5. “A Day in the Life”

Heard at 1:32. Far more than the orchestral buildup, Ringo’s drumming imparts doom. His fills are threatening shuffles coming from shadows, jousts and fake-outs, little acts of terror barely perceived by the oblivious singer-wanderer. So gripped by the Lennon vocal, fragile in its echoed suspension, we might ourselves fail to register the drums’ entry at the second verse. But Ringo, master “bricklayer” (in Albert Goldman’s moronic dismissal), builds on the intensity of each verse until finally, at this moment, just before the no-turning-back of the first crescendo, we hear his final fill and cymbal hit—and to me it has always been the sound of “Abandon all hope.”

4. “The Ballad of John and Yoko”

Heard at 2:56. I love the modest drum “plop” that ends this record.  It’s the essence of a down-beat, a full stop, a happy gesture of depletion capping a deceptively simple number that has in fact been rising in mad energy with each verse. As a drummer, Paul had clearly learned a thing or two from Ringo. (Note that in some mixes on some records, the last chord is faded prematurely, the “plop” stop only barely audible; it’s that way on the Hey Jude album, whereas on the 1967-1970 compilation, where I first heard this song, it is fully sustained.)

3. “Baby You’re a Rich Man”

Heard at 2:50. Excepting “Lovely Rita” and “A Day in the Life” (of course), the whole of Sgt. Pepper strikes me as inferior to this neglected, apparently nonsensical B-side. (Though not neglected by David Fincher and Aaron Sorkin, who made keen use of it over the end credits of The Social Network.) The Beatles are clearly deep into it, feeling their own malevolent energy, tasting the taunting lyrics, focusing their post-acid energies on a long dark studio night. The John-Paul vocal interchange on the fade rehearses for “Hey Bulldog,” with the micro-moment of Paul’s “Whoo-hoo!” taking the song into third gear just as it speeds out of sight.
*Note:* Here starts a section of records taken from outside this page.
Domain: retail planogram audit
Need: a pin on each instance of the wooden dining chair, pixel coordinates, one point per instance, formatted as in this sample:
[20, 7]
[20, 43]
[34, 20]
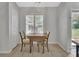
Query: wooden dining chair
[46, 40]
[24, 40]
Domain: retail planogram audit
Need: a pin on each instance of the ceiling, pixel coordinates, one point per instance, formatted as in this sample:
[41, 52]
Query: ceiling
[38, 4]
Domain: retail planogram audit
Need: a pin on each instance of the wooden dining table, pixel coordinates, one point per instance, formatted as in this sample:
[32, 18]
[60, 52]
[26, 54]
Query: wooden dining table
[36, 37]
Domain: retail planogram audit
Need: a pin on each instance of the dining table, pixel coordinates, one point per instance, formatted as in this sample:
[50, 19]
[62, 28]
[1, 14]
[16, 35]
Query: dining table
[36, 37]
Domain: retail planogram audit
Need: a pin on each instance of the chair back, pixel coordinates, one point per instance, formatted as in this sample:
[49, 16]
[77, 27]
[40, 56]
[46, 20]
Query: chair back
[48, 33]
[24, 35]
[21, 37]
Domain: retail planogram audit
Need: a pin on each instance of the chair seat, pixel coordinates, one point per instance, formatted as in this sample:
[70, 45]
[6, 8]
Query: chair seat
[26, 41]
[45, 39]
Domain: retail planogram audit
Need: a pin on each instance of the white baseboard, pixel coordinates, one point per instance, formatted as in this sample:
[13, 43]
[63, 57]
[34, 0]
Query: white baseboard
[5, 52]
[62, 47]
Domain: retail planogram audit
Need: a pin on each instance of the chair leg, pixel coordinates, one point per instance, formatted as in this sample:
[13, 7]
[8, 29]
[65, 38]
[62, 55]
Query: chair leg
[21, 47]
[43, 46]
[47, 46]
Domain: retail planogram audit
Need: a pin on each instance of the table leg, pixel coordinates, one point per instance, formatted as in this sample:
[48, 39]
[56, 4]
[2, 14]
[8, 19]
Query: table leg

2. “Please Mister Postman”

Heard at 2:22. The bastardized Capitol rendering—globally despised, like everything else touched by the hands of Dave Dexter Jr.—is one of my very favorite Beatles recordings. The Capitol version adds smoggy reverb to the crazy-but-clean Abbey Road original, and lands it on another level of early-Beatles intensity. Just love, love, love, love it! Anyway, the crash-and-bang of the sound, the Gary “US” Bonds lunacy of the overall, has always deceived me into thinking there were more instruments at play than just the Beatles’ basic line-up—which of course is not true at all. But I could always swear that at this point in the song, when things are climaxing, I hear a flute. Yes, a fucking flute. I still hear it, though I know it’s not there. My mind provides me with that little extra touch of beauty, a taradiddle amid a magnificent chaos.

1. “Real Love”

Heard at 3:11. Ringo crashes the cymbal right here—in the wrong place. I mean that rhetorically. It is actually the right place—just the right place—but a right place that more conventionally skilled and cliché-comfortable rock drummers would never think to reach. The chord sequence on the refrain of “Real Love” is C-Am-F-G. The cymbal crash is a classic rock signifier communicating climax and commitment, the peak point of a performance, and most rock drummers would, in Ringo’s seat, have placed it squarely at the top of the sequence, on the defining C—where it would shine like a plastic star atop a Christmas tree, or the eye at the point of the pyramid. But Ringo, gut genius that he is, hits his cymbal on the F—that is, not on the achieved peak of the base key, but on the aspiring major that springs from and leads back to it. That expands the emotional impact of the cymbal enormously: it comes when the song, and our hearts with it, are not standing on the summit but reaching for the summit, grasping upwards.

Additionally, where the rock cliché would have placed the cymbal crash upon the recovery of the C chord, and lyrically on the last iteration of “real,” Ringo’s crash coincides with the word “love.”

I love Ringo.

The call

Dullbloggers, share your own favorite micro-moments. Only one rule: It can’t last longer than two seconds.